Europeans Get a Feel for Monmouth Park Surfaces

European hopefuls for the Breeders' Cup World Championships took to the main track and turf course at Monmouth Park Oct. 23.

Two of the 14 European contenders for the Breeders’ Cup World Championships failed to get into the final line-up Oct. 23, but the connections of 2-year-olds Annie Skates and Joffe’s Run had been expecting disappointment in the Grey Goose Breeders’ Cup Juvenile Fillies (gr. I), which had no defections.

Joffe’s Run was one of the six European horses in the quarantine barn at Monmouth Park to take the opportunity the morning of Oct. 23 to do some exercise on either the main track or the turf course after they cleared quarantine. The others were Red Rocks, set to defend his John Deere Breeders’ Cup Turf (gr. IT) title; Irish raider Timarwa (grade I Emirates Airline Breeders’ Cup Filly & Mare Turf); NetJets Breeders’ Cup Mile (gr. IT) hope Jeremy; and the Jeremy Noseda-trained pair Simply Perfect (Filly & Mare Turf) and Strike the Deal (Juvenile Turf).

Clare Dale, representing British-based trainer Brian Meehan, reported that both Red Rocks, looking very fit, and Joffe’s Run, likely to run in the Oct. 26 Epitome Stakes at Monmouth, had settled in fine.

“Both are very well and they traveled without incident,” Dale said. “We are very happy with both of them. Red Rocks trotted around the main track to stretch his legs and the filly did the same.”

Red Rocks, with work rider Steve Radley up, went out at about 7:30 a.m. EDT, with Joffe’s Run following his example 90 minutes later. The earliest risers among the raiders were Simply Perfect and Strike the Deal, who were returned to quarantine barn at 7:40 a.m. after jogging on the main track.

Three-year-old Simply Perfect, on her toes and sweating, was in sharp contrast to her year-younger stable companion, who looked gleaming and composed.

Leslie Simpson, Simply Perfect’s work rider, reported her behavior to be usual. “That is her,” Simpson said. “She is keen, but if she did not get like that, you would worry. It was good to get her out on the track. She did a lot of looking around with so much going on but she was relaxed enough. She has only raced in group-one company this season and is a tough sort.”

Joe Scally is a man with a good Breeders’ Cup pedigree, having looked after the Noseda-trained Wilko, successful at long odds in the 2004 Bessemer Trust Breeders’ Cup Juvenile(gr. I) at Lone Star Park.
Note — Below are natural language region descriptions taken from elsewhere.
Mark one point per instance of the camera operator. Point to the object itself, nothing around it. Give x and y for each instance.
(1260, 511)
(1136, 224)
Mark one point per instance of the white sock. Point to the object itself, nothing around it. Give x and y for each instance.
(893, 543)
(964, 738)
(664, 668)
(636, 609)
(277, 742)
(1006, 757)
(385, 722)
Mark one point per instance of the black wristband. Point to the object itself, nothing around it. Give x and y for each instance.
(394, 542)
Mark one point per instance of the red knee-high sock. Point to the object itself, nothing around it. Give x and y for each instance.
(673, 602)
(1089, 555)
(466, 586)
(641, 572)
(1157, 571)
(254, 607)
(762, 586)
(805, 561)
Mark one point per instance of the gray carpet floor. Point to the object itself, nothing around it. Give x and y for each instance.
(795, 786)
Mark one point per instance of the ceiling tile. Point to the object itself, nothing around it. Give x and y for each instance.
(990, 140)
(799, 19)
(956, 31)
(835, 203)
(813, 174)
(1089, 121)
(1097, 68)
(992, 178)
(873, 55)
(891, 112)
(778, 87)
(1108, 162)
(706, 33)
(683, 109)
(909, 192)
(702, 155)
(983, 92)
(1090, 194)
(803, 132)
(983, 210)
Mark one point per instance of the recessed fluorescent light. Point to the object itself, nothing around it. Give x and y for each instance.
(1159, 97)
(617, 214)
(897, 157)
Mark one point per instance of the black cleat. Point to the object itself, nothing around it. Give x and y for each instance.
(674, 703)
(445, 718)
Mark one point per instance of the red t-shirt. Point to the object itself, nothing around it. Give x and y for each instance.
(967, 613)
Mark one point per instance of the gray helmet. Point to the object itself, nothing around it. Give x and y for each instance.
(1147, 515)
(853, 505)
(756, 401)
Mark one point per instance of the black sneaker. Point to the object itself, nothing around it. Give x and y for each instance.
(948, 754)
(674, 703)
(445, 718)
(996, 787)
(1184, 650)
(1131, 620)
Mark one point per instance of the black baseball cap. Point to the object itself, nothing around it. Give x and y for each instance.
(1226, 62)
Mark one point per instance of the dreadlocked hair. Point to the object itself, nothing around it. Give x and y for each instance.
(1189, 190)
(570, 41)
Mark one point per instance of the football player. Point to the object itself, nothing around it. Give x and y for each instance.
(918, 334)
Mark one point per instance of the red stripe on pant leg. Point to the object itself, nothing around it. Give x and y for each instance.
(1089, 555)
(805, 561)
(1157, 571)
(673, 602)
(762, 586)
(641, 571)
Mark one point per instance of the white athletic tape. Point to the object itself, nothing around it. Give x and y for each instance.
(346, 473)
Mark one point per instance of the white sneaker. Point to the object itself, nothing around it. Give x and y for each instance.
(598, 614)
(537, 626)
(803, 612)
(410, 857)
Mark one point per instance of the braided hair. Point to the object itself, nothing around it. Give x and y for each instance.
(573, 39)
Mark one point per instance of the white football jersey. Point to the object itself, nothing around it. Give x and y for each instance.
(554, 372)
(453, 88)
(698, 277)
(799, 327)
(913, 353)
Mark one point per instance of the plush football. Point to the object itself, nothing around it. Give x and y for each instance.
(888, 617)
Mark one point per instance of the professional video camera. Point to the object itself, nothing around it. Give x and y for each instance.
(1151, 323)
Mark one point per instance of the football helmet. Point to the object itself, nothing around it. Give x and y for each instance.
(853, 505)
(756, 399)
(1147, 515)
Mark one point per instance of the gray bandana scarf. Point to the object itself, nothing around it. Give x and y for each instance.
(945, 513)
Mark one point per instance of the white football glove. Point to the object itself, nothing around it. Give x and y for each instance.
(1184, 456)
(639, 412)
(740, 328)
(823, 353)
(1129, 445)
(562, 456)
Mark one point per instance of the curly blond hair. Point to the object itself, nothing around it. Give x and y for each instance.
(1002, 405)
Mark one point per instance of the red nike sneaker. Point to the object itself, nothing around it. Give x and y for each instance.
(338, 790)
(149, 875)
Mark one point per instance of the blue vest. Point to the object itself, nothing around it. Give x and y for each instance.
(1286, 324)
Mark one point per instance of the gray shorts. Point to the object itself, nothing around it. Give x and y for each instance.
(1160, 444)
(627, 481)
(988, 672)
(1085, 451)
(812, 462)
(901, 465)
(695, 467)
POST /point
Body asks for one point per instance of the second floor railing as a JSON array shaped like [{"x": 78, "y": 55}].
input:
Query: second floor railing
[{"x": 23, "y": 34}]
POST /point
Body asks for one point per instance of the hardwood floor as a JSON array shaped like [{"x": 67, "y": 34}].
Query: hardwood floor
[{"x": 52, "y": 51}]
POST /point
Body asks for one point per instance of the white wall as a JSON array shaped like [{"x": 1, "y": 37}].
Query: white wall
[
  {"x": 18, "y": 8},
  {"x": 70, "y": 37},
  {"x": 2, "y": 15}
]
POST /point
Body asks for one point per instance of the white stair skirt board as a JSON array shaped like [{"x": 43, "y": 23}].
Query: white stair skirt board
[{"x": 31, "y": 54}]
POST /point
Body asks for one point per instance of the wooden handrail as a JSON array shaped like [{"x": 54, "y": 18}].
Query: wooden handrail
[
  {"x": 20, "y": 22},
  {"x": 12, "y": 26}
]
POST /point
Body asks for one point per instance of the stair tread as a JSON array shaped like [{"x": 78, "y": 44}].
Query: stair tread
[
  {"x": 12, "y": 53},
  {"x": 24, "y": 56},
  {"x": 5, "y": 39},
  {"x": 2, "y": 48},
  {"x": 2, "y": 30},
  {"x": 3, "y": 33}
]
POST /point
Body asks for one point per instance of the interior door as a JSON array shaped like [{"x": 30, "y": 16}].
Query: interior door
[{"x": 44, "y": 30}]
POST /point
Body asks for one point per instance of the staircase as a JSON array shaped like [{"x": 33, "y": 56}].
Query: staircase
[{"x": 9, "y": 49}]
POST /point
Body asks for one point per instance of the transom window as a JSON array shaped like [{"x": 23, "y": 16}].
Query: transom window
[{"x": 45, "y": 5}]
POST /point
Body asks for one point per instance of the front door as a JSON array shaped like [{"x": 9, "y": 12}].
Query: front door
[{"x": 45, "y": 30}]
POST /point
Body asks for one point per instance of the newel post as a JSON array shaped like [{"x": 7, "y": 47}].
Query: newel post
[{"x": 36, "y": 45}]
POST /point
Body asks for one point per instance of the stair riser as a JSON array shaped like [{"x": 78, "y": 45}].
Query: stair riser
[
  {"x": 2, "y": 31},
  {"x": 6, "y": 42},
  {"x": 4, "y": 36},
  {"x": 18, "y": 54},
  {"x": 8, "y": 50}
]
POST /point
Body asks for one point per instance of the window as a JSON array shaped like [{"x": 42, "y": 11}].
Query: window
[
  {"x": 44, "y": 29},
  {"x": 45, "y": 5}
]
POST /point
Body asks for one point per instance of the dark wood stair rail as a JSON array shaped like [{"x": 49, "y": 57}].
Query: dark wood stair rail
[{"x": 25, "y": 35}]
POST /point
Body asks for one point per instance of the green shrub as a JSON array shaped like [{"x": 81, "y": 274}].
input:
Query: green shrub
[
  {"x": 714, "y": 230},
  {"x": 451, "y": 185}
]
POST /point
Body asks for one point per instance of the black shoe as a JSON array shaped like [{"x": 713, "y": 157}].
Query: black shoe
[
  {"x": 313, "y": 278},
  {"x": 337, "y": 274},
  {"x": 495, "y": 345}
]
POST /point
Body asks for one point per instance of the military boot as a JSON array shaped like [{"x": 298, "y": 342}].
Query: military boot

“Strike the Deal reminded me today of Wilko--he was so professional out there,” Scally said. “He won a small race at Lingfield first time out and has gone on to perform in group race after group race. He is tough and has got a bit of speed. I think this tight track will suit him, and he will be able to lay up with the others.

“He stayed on well in the Middle Park (Eng-I at six furlongs), and the jockey came in and said he will definitely get (more ground), so the mile should not be a problem.”

The John Oxx-trained Timarwa and Jeremy, from Michael Stoute’s stable, did a circuit of the turf course just after 9:30 a.m. Jimmy O’Neill rode the Timarwa and said he was pleased with the state of the Monmouth turf course.

“We went for a look-around rather than exercise,” O’Neill said. “It is super turf at the moment, a bit faster than we are used to but with a good cushion of grass.”

No French runners have come this year but Aidan O’Brien’s high-profile team of five, including George Washington (grade I Breeders’ Cup Classic - Powered by Dodge), Dylan Thomas (Turf), and Excellent Art (Mile), were due to arrive from Ireland the evening of Oct. 23, with the trainer coming to Monmouth Oct. 24.